An upshot of the uncertainty is that the Premiership clubs have missed out on two monthly instalments amounting to £300,000 of the £1.8m due to them from the RFU under the Andrew plan. The first payment was due in July, the second earlier this month. Baron assured the clubs that the money is in the bank, although until agreement can be reached the cheques are not in the post.

It's a fair bet that the RFU wish they'd never heard of Duckworth, who is chairman of the Second Division and a member of the RFU council. He won't go away and English Second Division Rugby, who feel they've been abandoned, are ready for a fight. At a meeting last Wednesday not only did they reiterate their stance on promotion but announced they had no intention, under RFU restructuring, of being called National Division One. That would leave them even more remote from EFDR. At least ESDR sounds like a close relation.

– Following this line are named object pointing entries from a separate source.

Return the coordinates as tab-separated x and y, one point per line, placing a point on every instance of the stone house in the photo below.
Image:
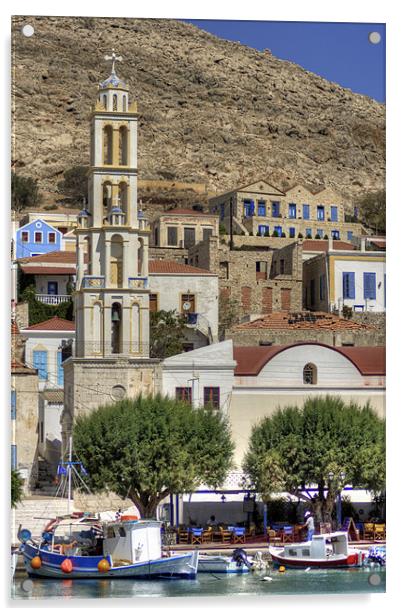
24	413
261	209
337	278
287	327
260	275
47	345
182	228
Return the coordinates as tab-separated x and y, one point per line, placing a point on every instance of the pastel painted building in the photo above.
337	278
47	345
261	209
36	238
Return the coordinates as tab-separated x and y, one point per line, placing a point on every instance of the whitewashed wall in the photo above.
359	267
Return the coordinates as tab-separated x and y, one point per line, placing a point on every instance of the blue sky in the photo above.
340	52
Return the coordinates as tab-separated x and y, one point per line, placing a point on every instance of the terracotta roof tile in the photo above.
173	267
322	245
302	320
187	212
53	324
43	269
370	361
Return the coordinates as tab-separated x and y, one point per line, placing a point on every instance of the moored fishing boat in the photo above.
86	548
323	551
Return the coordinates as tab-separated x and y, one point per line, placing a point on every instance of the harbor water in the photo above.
291	582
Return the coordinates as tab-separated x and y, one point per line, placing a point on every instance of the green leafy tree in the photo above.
24	192
371	209
17	484
167	329
300	447
229	311
147	448
75	184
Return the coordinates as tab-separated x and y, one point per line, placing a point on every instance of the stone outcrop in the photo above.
213	112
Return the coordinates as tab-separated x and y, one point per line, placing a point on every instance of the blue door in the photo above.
52	288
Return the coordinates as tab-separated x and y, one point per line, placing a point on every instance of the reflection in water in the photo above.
290	582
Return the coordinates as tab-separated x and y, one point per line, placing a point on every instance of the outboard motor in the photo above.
240	557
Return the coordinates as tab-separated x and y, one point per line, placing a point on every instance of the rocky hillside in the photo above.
212	111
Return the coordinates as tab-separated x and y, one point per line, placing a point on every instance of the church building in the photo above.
112	292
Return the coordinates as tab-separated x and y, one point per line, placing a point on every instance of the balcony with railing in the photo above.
93	282
52	300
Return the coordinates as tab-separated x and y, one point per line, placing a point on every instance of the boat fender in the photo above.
36	562
66	566
103	566
240	557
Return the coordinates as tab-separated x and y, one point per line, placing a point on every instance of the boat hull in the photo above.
352	560
220	564
183	566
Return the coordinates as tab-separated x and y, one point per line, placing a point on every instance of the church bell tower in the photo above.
111	359
112	296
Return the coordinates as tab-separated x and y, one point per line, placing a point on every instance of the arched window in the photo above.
310	374
107	145
123	145
116	327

There are other differences of opinion. The Andrew plan was supposed to lighten the load on the leading players but insiders fear the opposite will happen. "We are trying not to run the players into the ground," Andrew said, before adding ominously, "but equally we have a business to run." No wonder the RFU is recommending that players top-up their accident cover.

There were two pieces of silverware on display, one for the Premiership, which will finish in April and the other for the Championship which will run from April to May. The draw for the Championship will be shaped by the positions of the top eight clubs. In an intensive three-week campaign, the leading club in the Premiership will open the Championship by playing the team that finished eighth. The outcome will affect qualification for the European Cup and the British Cup.

There was not time to shoe-horn the latter into the present schedule, but it will be introduced next season. Its appearance will, in turn, lead to the downgrading of the Tetley's Bitter Cup which, after this season, will kiss goodbye to the 12 Premiership clubs. Defending the controversial move, Baron explained that the gap between the Goliaths and the Davids had widened and that acts of giant-killing were a thing of the past. By removing the slingshots, another romantic chapter will be lost to a game which, after all, was declared "open" by the International Board five years ago.

Nor is there union on the question of the £1.8m salary cap for each squad, with some clubs viewing with deep suspicion the spending sprees of others. EFDR say they have spent £70,000 introducing auditors' checks, but there are any number of ways star players can be incorporated into clubs without the full expenditure appearing in the books. And a number of high-flying owners didn't get where they are today by not knowing their way around creative accountancy.

By the end, everything did not seem quite so rosy. If Baron was evasive, he pointed out that he had meetings to attend and matters to resolve but even John Inverdale, the master of ceremonies, lost patience. "How many meetings are you attending?" Inverdale asked Baron, who was not tempted to reply."He won't answer that one either," Inverdale added.